Justiça entende que agências devem ficar abertas, mesmo sem atendimento a Justiça do Trabalho encaminhou, nesta quarta-feira, 4, um ofício à Polícia Federal para que ela garanta o livre acesso a todas as agências do Bradesco em João Pessoa, Bayeux e Sapé. O banco pediu à Justiça a retirada de veículos, cavaletes, correntes, cadeados, objetos e pessoas que possam impedir a entrada pessoas que não permitam o acesso dos clientes e de funcionários que queiram trabalhar. A decisão abrange oito agências do banco nas três cidades, sob pena de aplicação de multa diária de R$ 5 mil ao Sindicato dos Bancários.

O ofício foi assinado pela juíza Margarida Alves de Araújo Silva, titular da 1ª Vara do Trabalho de João Pessoa e busca o cumprimento da decisão do juiz do Trabalho Arnóbio Teixeira de Lima, que acatou pedido de liminar feito pelos advogados do Bradesco em uma ação de interdito proibitório, contra o Sindicato dos Empregados de Estabelecimentos Bancários da Paraíba.
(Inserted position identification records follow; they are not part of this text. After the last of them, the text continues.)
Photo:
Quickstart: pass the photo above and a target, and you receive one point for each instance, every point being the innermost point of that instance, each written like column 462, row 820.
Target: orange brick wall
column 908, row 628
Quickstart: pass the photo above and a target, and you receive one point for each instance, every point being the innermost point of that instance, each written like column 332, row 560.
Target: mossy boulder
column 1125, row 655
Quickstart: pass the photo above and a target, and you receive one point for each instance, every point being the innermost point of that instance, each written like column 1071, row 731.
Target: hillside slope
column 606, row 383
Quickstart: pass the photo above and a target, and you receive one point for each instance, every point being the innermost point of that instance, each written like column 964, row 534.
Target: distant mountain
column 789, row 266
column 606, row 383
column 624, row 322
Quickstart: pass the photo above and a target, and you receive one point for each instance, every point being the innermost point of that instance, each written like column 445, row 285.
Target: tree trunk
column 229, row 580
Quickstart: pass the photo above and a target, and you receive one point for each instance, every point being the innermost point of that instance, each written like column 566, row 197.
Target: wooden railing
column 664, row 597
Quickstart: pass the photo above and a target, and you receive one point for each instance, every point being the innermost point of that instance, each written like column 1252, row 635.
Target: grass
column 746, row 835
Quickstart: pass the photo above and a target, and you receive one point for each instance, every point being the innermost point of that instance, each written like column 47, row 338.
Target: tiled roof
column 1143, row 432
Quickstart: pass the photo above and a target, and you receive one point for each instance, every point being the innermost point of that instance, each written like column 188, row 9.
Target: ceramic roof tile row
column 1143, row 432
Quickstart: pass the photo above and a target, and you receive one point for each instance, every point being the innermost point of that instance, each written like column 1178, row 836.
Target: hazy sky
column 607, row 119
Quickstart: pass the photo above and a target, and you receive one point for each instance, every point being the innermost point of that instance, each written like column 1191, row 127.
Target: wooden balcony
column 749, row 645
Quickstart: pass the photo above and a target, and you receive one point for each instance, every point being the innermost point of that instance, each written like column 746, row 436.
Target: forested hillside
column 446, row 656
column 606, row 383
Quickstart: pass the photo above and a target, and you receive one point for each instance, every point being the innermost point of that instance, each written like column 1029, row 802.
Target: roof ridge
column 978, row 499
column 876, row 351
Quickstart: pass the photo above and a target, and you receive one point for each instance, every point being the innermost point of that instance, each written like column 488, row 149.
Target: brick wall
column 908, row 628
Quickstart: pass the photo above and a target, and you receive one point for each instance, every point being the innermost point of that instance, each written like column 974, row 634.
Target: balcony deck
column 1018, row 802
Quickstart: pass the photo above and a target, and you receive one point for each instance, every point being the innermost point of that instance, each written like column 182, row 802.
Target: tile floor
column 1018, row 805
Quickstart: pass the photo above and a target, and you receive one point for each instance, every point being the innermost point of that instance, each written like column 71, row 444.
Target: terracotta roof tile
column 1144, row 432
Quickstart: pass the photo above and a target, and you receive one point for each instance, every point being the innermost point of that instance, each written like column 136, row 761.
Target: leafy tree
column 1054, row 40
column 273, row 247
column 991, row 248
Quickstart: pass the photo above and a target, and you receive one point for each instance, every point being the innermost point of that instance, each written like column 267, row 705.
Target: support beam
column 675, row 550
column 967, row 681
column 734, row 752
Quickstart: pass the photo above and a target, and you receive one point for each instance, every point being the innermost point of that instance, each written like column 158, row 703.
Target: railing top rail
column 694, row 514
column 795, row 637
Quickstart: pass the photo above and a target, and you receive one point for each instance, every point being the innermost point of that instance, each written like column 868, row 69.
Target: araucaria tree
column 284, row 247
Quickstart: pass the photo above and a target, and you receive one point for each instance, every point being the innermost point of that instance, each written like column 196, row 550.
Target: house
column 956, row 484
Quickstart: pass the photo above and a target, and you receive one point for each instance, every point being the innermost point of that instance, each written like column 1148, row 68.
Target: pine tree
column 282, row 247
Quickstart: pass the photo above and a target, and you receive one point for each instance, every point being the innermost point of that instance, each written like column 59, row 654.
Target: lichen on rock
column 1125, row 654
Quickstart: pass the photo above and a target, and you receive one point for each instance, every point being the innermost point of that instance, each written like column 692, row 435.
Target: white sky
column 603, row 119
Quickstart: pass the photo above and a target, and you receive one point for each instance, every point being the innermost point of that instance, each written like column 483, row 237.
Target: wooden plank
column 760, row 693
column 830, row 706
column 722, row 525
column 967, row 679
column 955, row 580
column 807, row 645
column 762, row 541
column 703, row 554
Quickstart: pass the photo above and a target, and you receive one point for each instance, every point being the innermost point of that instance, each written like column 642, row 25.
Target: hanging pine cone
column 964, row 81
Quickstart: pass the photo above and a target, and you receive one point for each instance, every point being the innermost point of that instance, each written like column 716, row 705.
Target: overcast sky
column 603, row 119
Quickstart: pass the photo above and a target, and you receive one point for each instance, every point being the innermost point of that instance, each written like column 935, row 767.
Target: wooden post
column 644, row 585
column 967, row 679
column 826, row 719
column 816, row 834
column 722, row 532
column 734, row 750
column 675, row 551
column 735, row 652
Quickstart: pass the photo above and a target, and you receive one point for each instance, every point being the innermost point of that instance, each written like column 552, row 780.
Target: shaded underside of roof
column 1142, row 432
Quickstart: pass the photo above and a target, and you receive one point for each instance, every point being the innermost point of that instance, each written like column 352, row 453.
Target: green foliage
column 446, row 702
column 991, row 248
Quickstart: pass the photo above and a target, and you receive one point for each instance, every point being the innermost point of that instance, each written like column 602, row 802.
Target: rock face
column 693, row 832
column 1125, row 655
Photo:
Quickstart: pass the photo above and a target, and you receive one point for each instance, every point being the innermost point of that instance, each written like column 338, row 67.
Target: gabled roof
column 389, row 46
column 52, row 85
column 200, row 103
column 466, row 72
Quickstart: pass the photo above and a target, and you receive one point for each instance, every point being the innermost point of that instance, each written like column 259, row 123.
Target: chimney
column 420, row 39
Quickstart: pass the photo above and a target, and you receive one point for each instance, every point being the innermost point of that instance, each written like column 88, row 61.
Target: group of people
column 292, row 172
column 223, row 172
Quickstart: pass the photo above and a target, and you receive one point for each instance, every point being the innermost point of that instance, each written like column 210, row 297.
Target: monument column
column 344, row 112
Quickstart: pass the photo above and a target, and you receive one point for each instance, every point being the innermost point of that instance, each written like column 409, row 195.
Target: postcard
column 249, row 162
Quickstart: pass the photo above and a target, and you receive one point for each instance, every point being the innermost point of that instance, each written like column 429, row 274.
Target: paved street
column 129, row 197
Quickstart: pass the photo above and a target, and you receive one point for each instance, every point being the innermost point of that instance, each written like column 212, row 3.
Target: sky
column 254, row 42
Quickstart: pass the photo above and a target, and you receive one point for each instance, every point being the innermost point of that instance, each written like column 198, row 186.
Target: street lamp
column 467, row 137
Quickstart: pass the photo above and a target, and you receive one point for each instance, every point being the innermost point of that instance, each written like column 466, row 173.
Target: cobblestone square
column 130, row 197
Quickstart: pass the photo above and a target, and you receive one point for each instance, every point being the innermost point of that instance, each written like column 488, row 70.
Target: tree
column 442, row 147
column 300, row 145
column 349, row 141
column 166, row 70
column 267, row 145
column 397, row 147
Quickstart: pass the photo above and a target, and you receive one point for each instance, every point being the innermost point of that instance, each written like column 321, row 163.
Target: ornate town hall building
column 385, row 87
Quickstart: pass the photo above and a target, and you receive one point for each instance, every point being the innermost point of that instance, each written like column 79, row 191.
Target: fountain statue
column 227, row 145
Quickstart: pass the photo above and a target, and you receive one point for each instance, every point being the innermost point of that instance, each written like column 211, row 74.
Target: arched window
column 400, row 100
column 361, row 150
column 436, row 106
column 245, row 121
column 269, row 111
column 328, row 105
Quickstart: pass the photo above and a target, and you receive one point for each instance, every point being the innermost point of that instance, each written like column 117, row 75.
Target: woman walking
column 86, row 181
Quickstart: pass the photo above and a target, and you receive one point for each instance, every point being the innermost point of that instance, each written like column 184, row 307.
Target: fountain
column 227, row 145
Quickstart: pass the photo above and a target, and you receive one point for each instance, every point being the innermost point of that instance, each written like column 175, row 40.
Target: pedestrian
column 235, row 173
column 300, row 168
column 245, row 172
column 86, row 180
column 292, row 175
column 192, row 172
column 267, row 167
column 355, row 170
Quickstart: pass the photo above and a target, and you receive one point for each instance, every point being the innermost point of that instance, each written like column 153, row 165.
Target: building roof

Em seu despacho, o juiz Arnóbio Teixeira de Lima afirmou que é fato de os piquetes formados nas portas de agências bancárias, via de regra, impedem o livre acesso, daqueles funcionários que não aderiram ao movimento, bem como da clientela do Banco. “Para que se conceda a liminar pleiteada faz-se mister demonstrar a posse, a ameaça de turbação e o justo receio. Todos esses requisitos estão provados nos autos”, declarou. O juiz adiantou que a atuação o sindicato dos bancários na defesa das reivindicações trabalhistas de seus filiados é legítima.

“Todavia, esse direito constitucional, não deve ser exercido com violações aos direitos dos consumidores, que procuram a agência bancária para suas operações financeiras, bem como dos demais trabalhadores, que não encaparam o movimento grevista”.